Lawyers for two of the men – Ahmad and Ahsan – had fought hard to win them the right to a UK trial. Both men are British citizens. Both were living in Britain throughout the period covered by the charges against them. They probably wouldn’t have got a perfectly fair trial in Britain – “terrorism” suspects rarely do. But a British court would have steered clear of some of the pitfalls into which US justice routinely tumbles.
The men would not have come to court broken by mind-destroying conditions of pre-trial detention. Their lawyers would not have had to reckon with prosecution witnesses compelled into the stand by US-style “plea bargains” – bargains that are made under the threat of decades of solitary confinement, and can be reversed if the witnesses don’t keep to their side of the deal. British defence lawyers would also have stood a much better chance then their US counterparts of preventing evidence tainted by other forms of torture from being put before the jury.

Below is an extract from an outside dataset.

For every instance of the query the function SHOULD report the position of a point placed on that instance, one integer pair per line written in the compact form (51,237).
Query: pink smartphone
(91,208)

For Babar Ahmad and Talha Ahsan and their families, the bottom line is sharp and cruel. Ahmad and Ahsan have already been detained without charge in British jails for over 8 years and six years respectively. If convicted in Britain they could reasonably hope that the court, taking this into account, would either allow them to walk free or sentence them to at most a further year or two in jail. If convicted in the US, they can reasonably expect a “lifetime-plus” sentence and can expect to serve much or all of it in isolation.
The conviction rate for federal charges in the US is in excess of 90%. The conviction rate for terrorism charges is 100%. So the two British High Court judges who spent a few October days looking at Ahmad and Ahsan’s cases along with the three other extradition cases were settling the men’s fates as surely as any Old Bailey jury.
The least they could have done was to foster an impression of fairness. Had they done any such thing the US Department of Justice would have felt seriously let down. Apparently blessed by second sight, it had already sent two planes to Britain in anticipation of the judgment.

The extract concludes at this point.